My notepad still had only the one word on it – ‘charming.’  Janet evidently agreed as they talked animatedly about the perfect scone, Robert promising to send her his beloved wife Jean’s recipe.

“She informs me these are called cinnamon ‘rolls,’ not ‘buns,’” he noted as he placed the fresh rolls between us.  “Delightful girl, that.  I asked her to go back to Scotland with me, but she said her husband might object.  And what about my wife?  Well, what about her?”  Robert finished with a shout and a laugh.  His open joy was a kindness meant to help me find an opening.  Which it did.

“Your Jean was a patient woman,” I stated flatly.  I had read Burns’ biography.  Jean was beloved but not alone in his affections.  His face sobered quickly when he saw I had done my homework and knew a timeline of his life.

“It’s an unfair advantage you have over me, knowing my whole life,” he chided. “But I can’t call it unfair really, for the decisions were all mine.  Whatever it looks like all spread out in a row on paper, well, Lass, it was probably worse in truth.  But, why do you say Jean was patient?  She wasn’t particularly, you know.”

“She shared you, and stayed faithful.  No woman signs up for that.”

“I suppose I can see that now,” he mused.  “At the time, it just seemed my right to take what I wanted when I wanted it.  Would your man and I have gotten along well?”

“Peas in a pod.”

“And?” he prodded the air with half a cinnamon roll.

“Unlike you, my ‘man’ as you call him, never came back.  He took what he wanted and kept on going.”

“I am sorry for that,” Burns observed sadly.  “And are you truly left with nothing, like the wee mouse?”

“I have this job.  I have a wedding dress to sell – worn once, size 10.  And I have a due date.”

“Is that an American something?”

“No, Robert, it is a universal something.  Your Jean had several of them.  And so did Mary and Jenny and who was the other?”

He looked unapologetically at me, “Bess.”

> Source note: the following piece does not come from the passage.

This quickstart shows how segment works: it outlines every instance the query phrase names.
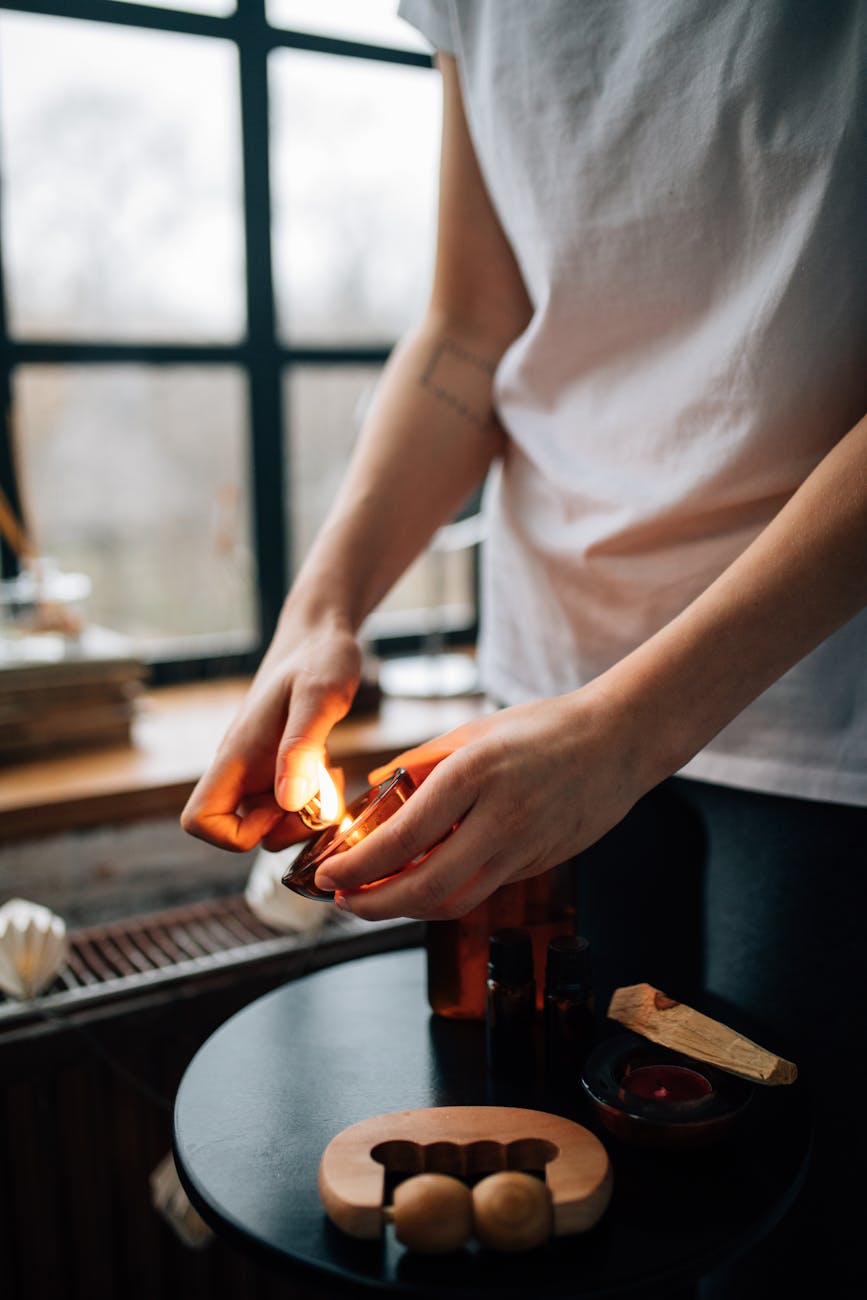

“And Bess.  Only there’s nothing actually due on my date anymore.  I was standing in the driveway.  I felt it and I knew.  Instantly.  There’s no knowing like knowing that.  You cry and pray, ‘Hang on, babies, hang on.’”

He looked pierced, I knew, because he and Jean had twins.

“Yes, twins,” I confirmed.  “Two miracles.  But they were too little to hang on.  And there was nothing I could do.  I would have stood on my head for nine months if it would have helped.  I would have stopped breathing if necessary.  But Bobby drove away and I watched from the driveway.  And . . .I think three people died that day.”

Robert was silent for a long while, and then ventured, “Bobby?  That’s short for –“

“Yes, did I mention?  My husband’s name is Robert.  Robert Proud, of the Garrett Prouds.  His father is Cainer, the lawyer.  His sister is Cainer, the princess.  I had a fairytale, and now it’s over.”

He remained silent and thoughtful, then spoke, “I am bereft for your babies.  That is a roaring sea, indeed.  Might I hope that someday you will be glad to be rid of the Prouds?  You will find an honest man, a man of gold, and he’ll be your true prince.”

I couldn’t help but smile at him and quote, “For a’ that, and a’ that, Their tinsel show, and a’ that; The honest man, though e’er sae poor, Is king o’ men for a’ that.”

“I had a way with words, didn’t I?” he laughed softly.

“You did, indeed,” I agreed.  “But I’ll need more than love and memories to get me through this, Mr. Burns.”

“And I hope you find it, dear Lass.  I wish I could tell you what that might be, but you know, I only lived to be 37.  So I’m not much of an expert.  Do you think Janet has something we can put these buns – rolls – in and take along on our way?”